Michel Revailloud smiled and said to Sylvia:
“I knew he would spring out on me. Never say a word against Monsieur Lattery if you would keep friends with Monsieur Chayne. See, I give you good advice in return for your kindness in visiting an old man. Nevertheless,” and he dropped his voice in a pretence of secrecy and nodded emphatically: “It is true. Monsieur Lattery was not always sure on ice. And here, madame, is the portrait of one whose name is no doubt known to you in London—Professor Kenyon.”
Sylvia, who was turning over the leaves of the guide’s little book, looked up at the photograph.
“It was taken many years ago,” she said.
“Twenty or twenty-five years ago,” said Michel, with a shrug of the shoulders, “when he and I and the Alps were young.”

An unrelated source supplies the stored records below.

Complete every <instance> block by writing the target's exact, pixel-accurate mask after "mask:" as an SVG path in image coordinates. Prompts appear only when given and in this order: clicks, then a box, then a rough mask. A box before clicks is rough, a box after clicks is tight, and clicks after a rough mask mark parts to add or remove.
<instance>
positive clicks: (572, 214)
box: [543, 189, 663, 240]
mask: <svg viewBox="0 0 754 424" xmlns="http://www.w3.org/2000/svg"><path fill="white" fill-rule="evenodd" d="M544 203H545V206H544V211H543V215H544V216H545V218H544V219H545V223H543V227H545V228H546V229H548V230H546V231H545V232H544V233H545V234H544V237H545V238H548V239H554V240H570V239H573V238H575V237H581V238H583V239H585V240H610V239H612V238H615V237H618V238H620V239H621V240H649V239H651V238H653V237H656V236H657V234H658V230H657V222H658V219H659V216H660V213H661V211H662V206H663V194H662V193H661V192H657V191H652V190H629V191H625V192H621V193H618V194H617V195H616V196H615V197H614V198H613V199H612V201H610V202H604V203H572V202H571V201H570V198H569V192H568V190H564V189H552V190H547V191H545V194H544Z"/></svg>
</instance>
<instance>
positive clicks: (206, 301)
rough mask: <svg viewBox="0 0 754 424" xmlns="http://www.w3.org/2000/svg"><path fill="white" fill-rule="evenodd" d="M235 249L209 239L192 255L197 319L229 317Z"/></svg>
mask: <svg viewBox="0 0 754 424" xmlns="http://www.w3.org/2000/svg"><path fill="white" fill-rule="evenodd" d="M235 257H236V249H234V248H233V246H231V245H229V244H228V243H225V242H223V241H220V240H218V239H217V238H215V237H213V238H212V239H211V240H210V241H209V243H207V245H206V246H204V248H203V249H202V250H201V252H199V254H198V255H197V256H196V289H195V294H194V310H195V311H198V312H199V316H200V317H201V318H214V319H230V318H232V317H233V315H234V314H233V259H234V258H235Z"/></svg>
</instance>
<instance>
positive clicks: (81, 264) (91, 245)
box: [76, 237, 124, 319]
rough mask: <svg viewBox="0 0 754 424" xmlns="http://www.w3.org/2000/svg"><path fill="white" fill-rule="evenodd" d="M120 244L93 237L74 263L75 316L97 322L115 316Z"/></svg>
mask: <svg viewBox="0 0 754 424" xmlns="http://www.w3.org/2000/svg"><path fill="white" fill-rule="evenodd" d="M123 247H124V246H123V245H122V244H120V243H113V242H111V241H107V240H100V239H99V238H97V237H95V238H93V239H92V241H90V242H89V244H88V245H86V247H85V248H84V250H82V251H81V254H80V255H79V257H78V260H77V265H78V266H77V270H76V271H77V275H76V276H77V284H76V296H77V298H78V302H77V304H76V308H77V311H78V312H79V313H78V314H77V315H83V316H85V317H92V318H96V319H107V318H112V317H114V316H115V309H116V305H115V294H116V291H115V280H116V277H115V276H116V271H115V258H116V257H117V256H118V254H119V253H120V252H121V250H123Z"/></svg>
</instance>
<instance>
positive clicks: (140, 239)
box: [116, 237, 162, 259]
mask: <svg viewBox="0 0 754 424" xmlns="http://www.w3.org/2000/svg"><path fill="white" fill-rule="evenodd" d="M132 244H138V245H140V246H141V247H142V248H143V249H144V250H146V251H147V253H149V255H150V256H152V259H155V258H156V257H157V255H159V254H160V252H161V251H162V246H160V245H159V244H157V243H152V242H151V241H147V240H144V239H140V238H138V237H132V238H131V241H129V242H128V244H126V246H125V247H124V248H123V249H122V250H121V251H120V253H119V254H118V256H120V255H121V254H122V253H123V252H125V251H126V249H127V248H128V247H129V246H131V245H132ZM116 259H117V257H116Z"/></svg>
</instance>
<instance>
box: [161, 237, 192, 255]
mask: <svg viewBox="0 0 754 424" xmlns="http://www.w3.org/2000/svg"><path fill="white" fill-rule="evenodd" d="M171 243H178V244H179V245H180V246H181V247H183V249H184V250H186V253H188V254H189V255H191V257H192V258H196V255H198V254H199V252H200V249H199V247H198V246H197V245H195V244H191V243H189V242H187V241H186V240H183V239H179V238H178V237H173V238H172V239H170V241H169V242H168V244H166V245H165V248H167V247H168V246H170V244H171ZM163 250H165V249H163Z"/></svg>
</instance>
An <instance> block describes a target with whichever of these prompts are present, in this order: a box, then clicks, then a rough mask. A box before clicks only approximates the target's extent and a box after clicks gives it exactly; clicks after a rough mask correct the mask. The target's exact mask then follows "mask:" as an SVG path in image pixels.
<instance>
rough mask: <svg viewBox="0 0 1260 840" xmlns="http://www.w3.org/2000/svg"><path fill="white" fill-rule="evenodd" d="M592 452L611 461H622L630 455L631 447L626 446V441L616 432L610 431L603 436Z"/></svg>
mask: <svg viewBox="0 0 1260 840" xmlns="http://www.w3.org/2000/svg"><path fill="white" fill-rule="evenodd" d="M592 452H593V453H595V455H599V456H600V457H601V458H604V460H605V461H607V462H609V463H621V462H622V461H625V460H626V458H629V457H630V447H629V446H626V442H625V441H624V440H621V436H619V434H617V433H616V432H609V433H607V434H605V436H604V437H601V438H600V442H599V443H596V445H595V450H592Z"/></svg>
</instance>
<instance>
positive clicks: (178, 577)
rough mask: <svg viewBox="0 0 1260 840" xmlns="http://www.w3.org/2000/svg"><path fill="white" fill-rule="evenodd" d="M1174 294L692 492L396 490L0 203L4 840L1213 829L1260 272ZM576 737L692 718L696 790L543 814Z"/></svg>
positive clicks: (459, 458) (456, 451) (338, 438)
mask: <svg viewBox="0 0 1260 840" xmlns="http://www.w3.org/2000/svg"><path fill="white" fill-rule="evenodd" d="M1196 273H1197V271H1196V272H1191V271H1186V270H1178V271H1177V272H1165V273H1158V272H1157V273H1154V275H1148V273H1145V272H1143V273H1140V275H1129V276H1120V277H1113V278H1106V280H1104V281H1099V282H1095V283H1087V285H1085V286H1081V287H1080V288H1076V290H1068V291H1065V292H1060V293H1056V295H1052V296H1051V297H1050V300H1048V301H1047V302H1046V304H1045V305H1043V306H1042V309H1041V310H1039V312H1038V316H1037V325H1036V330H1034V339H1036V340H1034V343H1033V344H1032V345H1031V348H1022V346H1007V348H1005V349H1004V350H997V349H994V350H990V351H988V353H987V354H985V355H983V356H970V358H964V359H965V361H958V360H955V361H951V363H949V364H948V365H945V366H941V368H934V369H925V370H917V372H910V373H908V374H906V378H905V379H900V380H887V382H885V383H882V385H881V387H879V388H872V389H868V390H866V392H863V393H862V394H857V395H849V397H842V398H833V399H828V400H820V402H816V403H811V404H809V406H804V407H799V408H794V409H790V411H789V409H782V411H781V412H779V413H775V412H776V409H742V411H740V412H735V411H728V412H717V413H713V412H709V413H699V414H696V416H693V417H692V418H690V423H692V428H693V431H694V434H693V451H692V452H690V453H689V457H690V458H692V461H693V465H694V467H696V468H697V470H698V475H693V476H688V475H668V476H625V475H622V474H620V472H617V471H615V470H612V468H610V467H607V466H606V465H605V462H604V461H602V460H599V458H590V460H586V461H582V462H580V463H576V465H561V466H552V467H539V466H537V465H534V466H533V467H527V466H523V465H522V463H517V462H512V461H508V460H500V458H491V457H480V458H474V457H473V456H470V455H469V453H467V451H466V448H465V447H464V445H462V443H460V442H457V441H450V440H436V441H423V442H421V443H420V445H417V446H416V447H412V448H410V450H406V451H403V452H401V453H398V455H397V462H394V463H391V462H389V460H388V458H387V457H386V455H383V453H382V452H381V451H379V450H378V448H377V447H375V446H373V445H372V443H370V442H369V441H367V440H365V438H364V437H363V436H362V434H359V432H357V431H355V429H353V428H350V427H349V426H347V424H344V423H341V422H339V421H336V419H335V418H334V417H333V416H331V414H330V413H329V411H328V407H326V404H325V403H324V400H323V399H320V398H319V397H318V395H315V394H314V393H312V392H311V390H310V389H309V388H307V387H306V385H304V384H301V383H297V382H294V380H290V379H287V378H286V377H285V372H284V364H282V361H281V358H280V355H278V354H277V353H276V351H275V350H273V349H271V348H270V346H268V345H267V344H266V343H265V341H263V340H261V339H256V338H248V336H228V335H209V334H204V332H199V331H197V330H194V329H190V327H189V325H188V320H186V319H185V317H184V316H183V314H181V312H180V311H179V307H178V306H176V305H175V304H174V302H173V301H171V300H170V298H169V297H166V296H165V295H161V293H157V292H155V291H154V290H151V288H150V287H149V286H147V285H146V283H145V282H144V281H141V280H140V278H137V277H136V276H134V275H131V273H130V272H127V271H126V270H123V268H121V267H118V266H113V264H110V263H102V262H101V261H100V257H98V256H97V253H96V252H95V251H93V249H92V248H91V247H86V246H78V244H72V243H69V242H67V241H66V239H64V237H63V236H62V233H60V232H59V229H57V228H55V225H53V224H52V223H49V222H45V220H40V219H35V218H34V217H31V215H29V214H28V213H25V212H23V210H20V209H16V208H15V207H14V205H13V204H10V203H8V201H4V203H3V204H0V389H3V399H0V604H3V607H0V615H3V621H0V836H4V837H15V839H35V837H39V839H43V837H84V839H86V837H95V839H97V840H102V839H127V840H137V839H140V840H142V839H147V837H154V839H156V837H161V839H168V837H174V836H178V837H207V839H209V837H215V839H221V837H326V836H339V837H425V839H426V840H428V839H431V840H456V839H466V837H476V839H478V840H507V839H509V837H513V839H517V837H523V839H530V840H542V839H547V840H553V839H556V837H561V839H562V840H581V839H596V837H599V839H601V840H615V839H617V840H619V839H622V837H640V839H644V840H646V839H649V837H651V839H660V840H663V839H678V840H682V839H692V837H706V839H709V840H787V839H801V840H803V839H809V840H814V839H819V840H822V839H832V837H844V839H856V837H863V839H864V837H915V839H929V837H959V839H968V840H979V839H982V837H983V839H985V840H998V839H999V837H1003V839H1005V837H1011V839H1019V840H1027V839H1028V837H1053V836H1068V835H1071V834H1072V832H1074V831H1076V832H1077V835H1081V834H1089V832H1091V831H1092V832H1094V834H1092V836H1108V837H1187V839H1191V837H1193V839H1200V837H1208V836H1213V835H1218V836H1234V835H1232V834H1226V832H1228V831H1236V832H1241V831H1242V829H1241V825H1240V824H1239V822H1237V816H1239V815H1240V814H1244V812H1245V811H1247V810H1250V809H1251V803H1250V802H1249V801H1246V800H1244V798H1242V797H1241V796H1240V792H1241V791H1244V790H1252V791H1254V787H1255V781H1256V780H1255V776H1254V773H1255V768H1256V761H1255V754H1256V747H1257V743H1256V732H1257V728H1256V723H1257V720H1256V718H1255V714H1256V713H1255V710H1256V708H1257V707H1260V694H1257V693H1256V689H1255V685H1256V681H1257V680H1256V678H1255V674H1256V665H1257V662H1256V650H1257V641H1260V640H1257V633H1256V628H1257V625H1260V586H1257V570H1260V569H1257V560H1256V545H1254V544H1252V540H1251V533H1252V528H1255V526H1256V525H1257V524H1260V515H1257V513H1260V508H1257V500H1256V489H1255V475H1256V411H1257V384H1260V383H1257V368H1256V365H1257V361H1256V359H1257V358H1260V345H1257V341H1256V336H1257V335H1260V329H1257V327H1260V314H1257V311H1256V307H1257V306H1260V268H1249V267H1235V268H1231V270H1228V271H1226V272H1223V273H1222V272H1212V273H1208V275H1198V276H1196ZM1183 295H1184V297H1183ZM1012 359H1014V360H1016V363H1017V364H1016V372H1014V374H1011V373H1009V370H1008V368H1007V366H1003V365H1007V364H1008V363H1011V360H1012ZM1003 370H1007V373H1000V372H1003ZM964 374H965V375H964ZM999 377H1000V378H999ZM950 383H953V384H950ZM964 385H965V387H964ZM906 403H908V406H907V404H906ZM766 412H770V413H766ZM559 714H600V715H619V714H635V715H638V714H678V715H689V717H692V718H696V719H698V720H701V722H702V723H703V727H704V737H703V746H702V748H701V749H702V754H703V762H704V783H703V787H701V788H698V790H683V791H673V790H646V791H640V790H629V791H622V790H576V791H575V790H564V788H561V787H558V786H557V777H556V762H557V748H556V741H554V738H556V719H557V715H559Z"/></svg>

Chayne began quickly to look through the photographs outspread upon the table. If Kenyon’s portrait was amongst Revailloud’s small treasures, there might be another which he had no wish for his wife to see, the portrait of the man who climbed with Kenyon, who was Kenyon’s “John Lattery.” There might well be the group before the Monte Rosa Hotel in Zermatt which he himself had seen in Kenyon’s rooms. Fortunately however, or so it seemed to him, Sylvia was engrossed in Michel’s little book.